여기에서 \(\small \lambda_{j}\)\(\small \frac{dJ_{1}(x)}{dx} = 0\)의 해이며, 저차 3개 값은 \(\small \lambda_{1} = 1.8411837813406593\), \(\small \lambda_{2} = 5.331442773525033\), \(\small \lambda_{3} = 8.536316366346286\) 이다.

(2) Housner (1957) proposed the following approximate formula for the fundamental frequency of sloshing.
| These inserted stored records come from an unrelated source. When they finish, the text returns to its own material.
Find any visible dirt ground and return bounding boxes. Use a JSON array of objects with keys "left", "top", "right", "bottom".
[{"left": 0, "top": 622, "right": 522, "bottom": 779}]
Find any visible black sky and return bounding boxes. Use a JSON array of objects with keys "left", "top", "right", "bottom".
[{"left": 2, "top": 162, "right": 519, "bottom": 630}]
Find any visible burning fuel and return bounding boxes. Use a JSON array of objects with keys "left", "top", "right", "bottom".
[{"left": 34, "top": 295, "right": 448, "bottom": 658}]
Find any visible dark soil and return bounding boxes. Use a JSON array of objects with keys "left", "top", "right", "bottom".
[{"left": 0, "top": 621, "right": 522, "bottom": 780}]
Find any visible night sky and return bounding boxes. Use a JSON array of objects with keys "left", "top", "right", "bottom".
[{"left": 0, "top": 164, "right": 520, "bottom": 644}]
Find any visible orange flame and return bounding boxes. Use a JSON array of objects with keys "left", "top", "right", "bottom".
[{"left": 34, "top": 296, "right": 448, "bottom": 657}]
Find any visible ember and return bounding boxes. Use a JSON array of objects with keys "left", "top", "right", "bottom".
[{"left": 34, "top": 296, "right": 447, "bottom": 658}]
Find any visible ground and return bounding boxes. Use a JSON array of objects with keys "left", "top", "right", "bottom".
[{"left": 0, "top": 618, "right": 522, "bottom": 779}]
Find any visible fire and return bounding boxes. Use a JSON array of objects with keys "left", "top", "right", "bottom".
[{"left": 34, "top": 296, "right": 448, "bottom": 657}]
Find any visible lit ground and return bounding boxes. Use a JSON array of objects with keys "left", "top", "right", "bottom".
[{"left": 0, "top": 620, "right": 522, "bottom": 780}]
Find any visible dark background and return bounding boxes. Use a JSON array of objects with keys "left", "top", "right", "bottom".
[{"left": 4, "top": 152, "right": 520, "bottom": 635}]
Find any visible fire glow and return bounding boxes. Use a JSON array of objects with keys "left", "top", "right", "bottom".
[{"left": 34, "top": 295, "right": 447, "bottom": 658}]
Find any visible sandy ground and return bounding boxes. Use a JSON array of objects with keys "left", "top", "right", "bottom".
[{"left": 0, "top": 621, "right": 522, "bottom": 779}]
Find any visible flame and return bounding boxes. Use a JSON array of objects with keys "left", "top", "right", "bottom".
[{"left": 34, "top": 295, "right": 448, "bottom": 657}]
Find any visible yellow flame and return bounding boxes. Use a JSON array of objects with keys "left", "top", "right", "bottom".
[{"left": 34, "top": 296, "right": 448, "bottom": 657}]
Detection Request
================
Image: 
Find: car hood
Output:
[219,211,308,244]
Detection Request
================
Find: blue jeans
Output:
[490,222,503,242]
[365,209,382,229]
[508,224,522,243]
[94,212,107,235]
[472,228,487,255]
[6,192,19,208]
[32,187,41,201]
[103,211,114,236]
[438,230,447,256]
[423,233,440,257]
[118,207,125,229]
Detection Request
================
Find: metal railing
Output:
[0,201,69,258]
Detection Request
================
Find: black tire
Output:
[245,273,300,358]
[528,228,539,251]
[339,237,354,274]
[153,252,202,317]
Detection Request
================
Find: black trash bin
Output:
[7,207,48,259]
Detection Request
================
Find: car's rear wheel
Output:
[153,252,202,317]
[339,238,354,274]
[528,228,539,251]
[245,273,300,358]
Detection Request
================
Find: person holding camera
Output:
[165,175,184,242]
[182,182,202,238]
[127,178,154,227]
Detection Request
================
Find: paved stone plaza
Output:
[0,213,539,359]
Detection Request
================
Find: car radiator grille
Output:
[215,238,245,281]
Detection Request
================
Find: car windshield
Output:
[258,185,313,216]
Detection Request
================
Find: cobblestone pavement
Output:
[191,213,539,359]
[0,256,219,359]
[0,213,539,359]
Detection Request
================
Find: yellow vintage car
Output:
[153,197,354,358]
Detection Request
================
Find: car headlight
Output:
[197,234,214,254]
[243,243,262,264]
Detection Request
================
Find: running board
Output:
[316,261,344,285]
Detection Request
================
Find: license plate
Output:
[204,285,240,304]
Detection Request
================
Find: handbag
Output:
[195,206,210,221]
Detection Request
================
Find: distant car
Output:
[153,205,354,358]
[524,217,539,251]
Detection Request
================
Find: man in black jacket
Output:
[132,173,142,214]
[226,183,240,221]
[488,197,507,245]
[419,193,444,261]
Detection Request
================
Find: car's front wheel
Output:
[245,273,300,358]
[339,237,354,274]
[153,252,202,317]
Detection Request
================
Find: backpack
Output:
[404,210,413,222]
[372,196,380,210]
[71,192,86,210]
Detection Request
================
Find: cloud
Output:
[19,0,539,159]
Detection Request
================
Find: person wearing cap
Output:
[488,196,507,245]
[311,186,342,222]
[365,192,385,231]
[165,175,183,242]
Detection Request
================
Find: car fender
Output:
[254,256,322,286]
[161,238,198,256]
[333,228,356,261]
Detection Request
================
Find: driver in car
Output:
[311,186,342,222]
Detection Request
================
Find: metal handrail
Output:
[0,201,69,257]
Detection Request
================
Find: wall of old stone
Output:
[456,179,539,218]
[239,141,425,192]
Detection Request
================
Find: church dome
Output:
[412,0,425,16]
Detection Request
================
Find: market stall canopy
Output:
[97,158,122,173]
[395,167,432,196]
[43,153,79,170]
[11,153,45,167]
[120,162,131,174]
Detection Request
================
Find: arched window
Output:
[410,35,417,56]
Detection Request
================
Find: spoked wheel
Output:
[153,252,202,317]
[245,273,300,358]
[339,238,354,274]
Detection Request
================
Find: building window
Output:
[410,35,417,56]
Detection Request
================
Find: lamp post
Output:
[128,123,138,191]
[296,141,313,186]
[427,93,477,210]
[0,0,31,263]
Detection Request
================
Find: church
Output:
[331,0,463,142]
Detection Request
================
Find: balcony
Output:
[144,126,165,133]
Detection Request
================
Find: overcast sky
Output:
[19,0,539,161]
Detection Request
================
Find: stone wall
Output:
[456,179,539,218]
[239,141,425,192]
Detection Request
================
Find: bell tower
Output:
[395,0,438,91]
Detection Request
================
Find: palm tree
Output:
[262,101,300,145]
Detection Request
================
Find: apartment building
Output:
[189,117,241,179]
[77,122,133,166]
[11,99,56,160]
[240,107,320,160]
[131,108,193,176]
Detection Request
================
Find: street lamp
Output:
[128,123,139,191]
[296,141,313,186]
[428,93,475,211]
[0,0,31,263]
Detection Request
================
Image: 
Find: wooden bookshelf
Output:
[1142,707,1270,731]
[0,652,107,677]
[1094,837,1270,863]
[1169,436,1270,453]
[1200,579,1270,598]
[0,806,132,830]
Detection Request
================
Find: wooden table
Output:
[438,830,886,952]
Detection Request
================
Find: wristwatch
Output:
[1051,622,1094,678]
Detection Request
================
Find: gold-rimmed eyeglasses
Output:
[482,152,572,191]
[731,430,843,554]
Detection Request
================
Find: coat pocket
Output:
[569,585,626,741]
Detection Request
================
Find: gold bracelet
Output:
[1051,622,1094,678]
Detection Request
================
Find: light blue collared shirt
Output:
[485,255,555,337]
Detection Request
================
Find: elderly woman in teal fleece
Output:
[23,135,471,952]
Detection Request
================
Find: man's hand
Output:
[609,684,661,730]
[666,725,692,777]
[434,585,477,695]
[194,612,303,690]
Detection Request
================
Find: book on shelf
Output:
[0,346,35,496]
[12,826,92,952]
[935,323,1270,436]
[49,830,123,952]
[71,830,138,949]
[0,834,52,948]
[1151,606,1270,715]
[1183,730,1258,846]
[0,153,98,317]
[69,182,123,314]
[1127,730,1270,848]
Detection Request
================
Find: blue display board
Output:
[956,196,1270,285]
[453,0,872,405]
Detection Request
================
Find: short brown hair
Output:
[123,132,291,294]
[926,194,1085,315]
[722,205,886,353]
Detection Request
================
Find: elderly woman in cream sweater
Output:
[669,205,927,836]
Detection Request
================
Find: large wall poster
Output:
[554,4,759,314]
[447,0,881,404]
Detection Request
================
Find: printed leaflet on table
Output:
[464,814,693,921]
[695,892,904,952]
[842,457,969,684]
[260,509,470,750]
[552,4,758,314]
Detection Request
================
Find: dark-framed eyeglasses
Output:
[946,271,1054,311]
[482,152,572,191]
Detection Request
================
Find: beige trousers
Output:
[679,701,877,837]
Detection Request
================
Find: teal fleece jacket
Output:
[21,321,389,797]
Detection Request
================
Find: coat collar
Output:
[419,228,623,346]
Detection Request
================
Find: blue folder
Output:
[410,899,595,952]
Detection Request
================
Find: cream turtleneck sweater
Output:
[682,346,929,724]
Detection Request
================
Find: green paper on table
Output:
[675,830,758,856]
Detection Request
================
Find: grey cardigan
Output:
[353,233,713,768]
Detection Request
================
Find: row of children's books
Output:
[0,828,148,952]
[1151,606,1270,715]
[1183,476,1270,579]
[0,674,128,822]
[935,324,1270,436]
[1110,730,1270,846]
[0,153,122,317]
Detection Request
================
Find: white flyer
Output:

\[ \small \begin{array}{r} \omega^{2} = \frac{g}{R}\sqrt{\frac{27}{8}}\ \tanh\left( \sqrt{\frac{27}{8}}\frac{H}{R}\ \right)\tag{E.6.6} \end{array} \]

All sloshing frequencies are based on the assumption of incompressible water. When compressibility is considered, however, the exact solution for the impulsive component is the same as that for a rectangular tank with \(L_{x} = L_{y} = 2R\).

Solutions were compared for both a wide cylinder and a tall cylinder. The wide cylinder has \(R = 18.3\ \text{m}\) and \(H = 12.2\ \text{m}\), while the tall cylinder has \(R = 10\ \text{m}\) and \(H = 30\ \text{m}\). Two mesh types were prepared for each case, and the fundamental frequencies were compared.

Table E.6.5 Sloshing Freqencies of wideCylinder Model

Numerical Solution Analytic Solution
Model Natural Frequency
wideCylinderIncomp-15x10 0.145258 Hz

0.145075 Hz(Veletsos),

0.144846 Hz((Housner)
wideCylinder-15x10 0.145256 Hz
wideCylinderIncomp-30x15 0.14516 Hz
wideCylinder-30x15 0.145158 Hz

Table E.6.6 Impulsive Frequencies of wideCylinder Model

Numerical Solution Analytic Solution
Model Natural Frequency
wideCylinder-15x10 30.3591 Hz 30.3279 Hz
wideCylinder-30x15 30.3417 Hz

Figure E.6.2 Sloshing Mode of wideCylinder-20.x10

Figure E.6.3 Impulsive Mode of wideCylinder-20.x10

Table E.6.7 Solshing Freuencies of tallCylinder Model

Numerical Solution Analytic Solution
Model Natural Frequency
tallCylinderIncomp-10x10 0.21567 Hz

0.21389 Hz(Veletsos),

0.213656 Hz((Housner)
tallCylinder-10x10 0.215668 Hz
tallCylinderIncomp-15x15 0.21567 Hz
tallCylinder-15x15 0.215668 Hz

Table E.6.8 Impulsive Frequencies of tallCylinder Model

Numerical Solution Analytic Solution
Model Natural Frequency
tallCylinder-10x10 12.346 Hz 12.3333 Hz
tallCylinder-15x15 12.346 Hz

Figure E.6.4 Sloshing Mode of tallCylinder-10.x10

Figure E.6.5 Impulsive Mode of tallCylinder-10.x10

Input File

  • wideCylinder-20x10.inp : Wide Cylinder with 20*10 elements

  • wideCylinderIncomp-20x10.inp : Wide Cylinder with 20*10 elements, Incompressible Water

  • wideCylinder-30x15.inp : Wide Cylinder with 30*15 elements

  • wideCylinderIncomp-30x15.inp : Wide Cylinder with 30*15 elements, Incompressible Water

  • tallCylinder-10x10.inp : Tall Cylinder with 10*10 elements

  • tallCylinderIncomp-10x10.inp : Tall Cylinder with 10*10 elements, Incompressible Water

  • tallCylinder-15x15.inp : Tall Cylinder with 15*15 elements

  • tallCylinderIncomp-15x15.inp : Tall Cylinder with 15*15 elements, Incompressible Water

References

  1. Lamb, H. (1945) Hydrodynamics, 6th Edition, Dover Publications.

  2. Veletos, A.S.(1984), Seismic reesponse and design of liquid storage tanks, Guidelines for the seismic design of oil and gas pipeline systems, ASCE

  3. Housner, G. W. (1957). Dynamic pressures on accelerated fluid containers. Bulletin of the seismological society of America, 47(1), 15-35.